Over time that would change the city state’s economic profile, which he stressed the country was prepared for, but would not change its free trade stance amid growing global tensions and protectionism.

“Our view has always been that [an] open, interconnected, interdependent global economy has benefited all countries,” Lim said, adding that free trade is the best way to develop economies because “we can ensure that countries remain vested in one another’s success and development”.

Lim said current global tensions were “unfortunate” and complex issues that encompassed more than trade.

“Often you can trace some of these to domestic challenges, polarisation of societies, income inequality … As far as we are concerned, we do not think anybody, any country, wins,” he said.

South Korea faces a similar plight to Singapore, with exports in the first 20 days of September falling 21.8 per cent from the same period last year to US$28.54 billion, weighed down by a plummet in semiconductor sales of nearly 40 per cent.

Shipments to China, its largest trading partner, fell 30 per cent compared with a year ago, according to Korea Customs Service data released this week.

The painful reality of slumping demand for electronics contradicts upbeat projections of an imminent recovery of the tech cycle, with Bank of Japan governor Haruhiko Kuroda saying this month that global demand for IT-related goods will bottom out in the second half of the year.

Japan’s exports fell 8.2 per cent in August to 6.14 trillion yen (US$57.2 billion), with the biggest declines coming from computer and semiconductor-related goods, including semiconductor machinery and integrated circuits, as well as car parts.

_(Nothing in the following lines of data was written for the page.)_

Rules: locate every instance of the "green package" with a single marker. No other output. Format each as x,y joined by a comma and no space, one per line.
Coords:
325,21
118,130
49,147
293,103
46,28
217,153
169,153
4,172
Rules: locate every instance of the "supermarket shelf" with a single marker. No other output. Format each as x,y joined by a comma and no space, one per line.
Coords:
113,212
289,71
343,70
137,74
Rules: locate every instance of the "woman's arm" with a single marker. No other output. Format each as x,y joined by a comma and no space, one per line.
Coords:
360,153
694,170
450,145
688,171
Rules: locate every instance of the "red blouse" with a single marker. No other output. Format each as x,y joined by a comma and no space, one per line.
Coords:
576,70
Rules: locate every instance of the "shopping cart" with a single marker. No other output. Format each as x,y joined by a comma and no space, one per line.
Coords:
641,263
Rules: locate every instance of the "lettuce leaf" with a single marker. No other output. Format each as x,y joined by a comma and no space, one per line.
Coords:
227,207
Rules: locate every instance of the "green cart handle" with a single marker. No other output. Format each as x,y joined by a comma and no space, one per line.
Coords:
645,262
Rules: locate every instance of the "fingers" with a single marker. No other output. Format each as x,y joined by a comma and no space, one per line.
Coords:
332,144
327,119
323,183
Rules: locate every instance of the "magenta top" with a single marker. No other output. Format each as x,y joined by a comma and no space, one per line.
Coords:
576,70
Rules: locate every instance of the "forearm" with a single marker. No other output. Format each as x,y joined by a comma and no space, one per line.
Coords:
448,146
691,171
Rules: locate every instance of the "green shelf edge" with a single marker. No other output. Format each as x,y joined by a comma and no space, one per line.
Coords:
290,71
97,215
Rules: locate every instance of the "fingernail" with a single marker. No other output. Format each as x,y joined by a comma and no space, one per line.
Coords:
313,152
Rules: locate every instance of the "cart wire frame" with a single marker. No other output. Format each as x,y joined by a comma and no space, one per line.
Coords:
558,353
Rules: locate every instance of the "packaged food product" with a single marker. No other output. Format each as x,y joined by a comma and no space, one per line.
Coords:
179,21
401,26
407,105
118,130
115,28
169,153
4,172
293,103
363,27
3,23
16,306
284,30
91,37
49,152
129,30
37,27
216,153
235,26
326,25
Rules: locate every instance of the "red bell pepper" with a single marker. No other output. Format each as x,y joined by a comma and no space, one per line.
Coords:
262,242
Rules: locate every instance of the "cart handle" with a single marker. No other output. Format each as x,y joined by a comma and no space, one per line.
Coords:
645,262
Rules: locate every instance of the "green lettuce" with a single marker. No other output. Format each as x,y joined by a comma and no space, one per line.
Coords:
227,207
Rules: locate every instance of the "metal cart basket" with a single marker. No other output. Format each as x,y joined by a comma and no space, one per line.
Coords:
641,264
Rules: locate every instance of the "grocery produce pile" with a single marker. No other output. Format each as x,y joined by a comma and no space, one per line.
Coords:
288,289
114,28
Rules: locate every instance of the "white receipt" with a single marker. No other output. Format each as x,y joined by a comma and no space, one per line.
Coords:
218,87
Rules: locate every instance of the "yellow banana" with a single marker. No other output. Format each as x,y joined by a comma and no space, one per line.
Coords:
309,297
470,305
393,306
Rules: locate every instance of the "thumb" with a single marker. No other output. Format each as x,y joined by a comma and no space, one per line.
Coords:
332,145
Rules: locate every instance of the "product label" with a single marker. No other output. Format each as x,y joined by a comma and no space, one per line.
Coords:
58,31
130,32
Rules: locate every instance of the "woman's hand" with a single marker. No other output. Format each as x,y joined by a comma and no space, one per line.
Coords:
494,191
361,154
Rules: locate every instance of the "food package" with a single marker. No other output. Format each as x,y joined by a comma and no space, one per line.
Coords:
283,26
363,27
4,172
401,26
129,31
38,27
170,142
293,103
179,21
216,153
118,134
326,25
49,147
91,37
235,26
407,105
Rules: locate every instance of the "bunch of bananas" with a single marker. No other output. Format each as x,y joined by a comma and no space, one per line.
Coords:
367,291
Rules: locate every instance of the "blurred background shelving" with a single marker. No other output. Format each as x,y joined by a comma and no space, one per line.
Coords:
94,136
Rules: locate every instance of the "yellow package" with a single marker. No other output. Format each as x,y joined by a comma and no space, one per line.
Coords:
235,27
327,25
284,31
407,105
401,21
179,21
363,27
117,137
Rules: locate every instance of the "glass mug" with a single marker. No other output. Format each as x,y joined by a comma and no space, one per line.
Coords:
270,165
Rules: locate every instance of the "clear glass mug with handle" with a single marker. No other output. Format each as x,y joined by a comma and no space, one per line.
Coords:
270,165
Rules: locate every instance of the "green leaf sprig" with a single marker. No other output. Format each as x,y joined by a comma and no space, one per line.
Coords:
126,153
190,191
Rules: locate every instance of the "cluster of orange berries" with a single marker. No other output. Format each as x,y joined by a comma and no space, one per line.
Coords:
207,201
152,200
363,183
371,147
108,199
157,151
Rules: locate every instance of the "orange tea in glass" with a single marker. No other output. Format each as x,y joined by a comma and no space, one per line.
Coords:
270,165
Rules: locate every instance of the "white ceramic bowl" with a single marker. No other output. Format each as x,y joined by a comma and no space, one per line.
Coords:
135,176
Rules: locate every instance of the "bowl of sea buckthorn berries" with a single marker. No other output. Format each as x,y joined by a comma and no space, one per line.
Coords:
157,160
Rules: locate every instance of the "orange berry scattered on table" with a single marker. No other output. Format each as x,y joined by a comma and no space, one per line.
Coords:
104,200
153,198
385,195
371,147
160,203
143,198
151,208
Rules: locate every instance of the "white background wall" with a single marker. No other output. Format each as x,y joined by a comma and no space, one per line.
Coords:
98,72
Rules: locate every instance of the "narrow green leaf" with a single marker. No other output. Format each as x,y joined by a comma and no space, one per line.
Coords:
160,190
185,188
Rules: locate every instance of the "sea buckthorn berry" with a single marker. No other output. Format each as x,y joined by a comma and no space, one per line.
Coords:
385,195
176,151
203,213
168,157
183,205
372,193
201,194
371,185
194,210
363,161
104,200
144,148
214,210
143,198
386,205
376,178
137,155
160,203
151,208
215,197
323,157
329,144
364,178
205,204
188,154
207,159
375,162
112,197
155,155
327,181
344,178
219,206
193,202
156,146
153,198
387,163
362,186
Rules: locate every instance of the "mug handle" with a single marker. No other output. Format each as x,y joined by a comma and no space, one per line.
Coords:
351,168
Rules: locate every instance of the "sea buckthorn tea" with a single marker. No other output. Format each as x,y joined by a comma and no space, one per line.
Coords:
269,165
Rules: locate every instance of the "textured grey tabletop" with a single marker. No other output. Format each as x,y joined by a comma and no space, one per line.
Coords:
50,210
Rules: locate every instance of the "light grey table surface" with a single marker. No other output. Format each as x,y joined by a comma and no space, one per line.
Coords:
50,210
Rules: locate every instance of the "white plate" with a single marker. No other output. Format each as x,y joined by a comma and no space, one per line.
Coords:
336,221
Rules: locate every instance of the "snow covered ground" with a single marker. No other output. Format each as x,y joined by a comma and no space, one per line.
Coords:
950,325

The deteriorating outlook is reflected in data from the CPB Netherlands Bureau for Economic Policy Analysis’ world trade monitor, which found that global trade momentum declined 0.1 per cent in July, extending the previous month’s decrease of 0.8 per cent.

China’s exports in August fell 3 per cent to US$214.8 billion from the previous month, reversing the short-lived 4 per cent rebound in July. Imports – including components from Asian nations – climbed by 1.7 per cent to US$179.9 billion amid a turbulent year so far.

China bought US$14.49 billion of South Korean goods in August, up slightly from the US$14.48 billion of imports in July. Imports from Singapore, meanwhile, rose to US$3.43 billion, from US$2.9 billion in July.

Hong Kong, which serves as a major transshipment hub for mainland China, said on Thursday that declines in both exports and imports widened in August.

Exports in August fell 6.3 per cent year-on-year to HK$352.7 billion (US$44.9 billion), widening from the year-on-year decrease of 5.7 per cent in July. Imports tumbled 11.1 per cent to HK$380.8 billion last month, compared with August 2018, and the 8.7 per cent year-on-year drop for July.

The Hong Kong Trade Development Council, the city’s trade promotion body, predicted that exports this year would shrink 4 per cent by value, the worst performance since 2009 in the aftermath of the global financial crisis.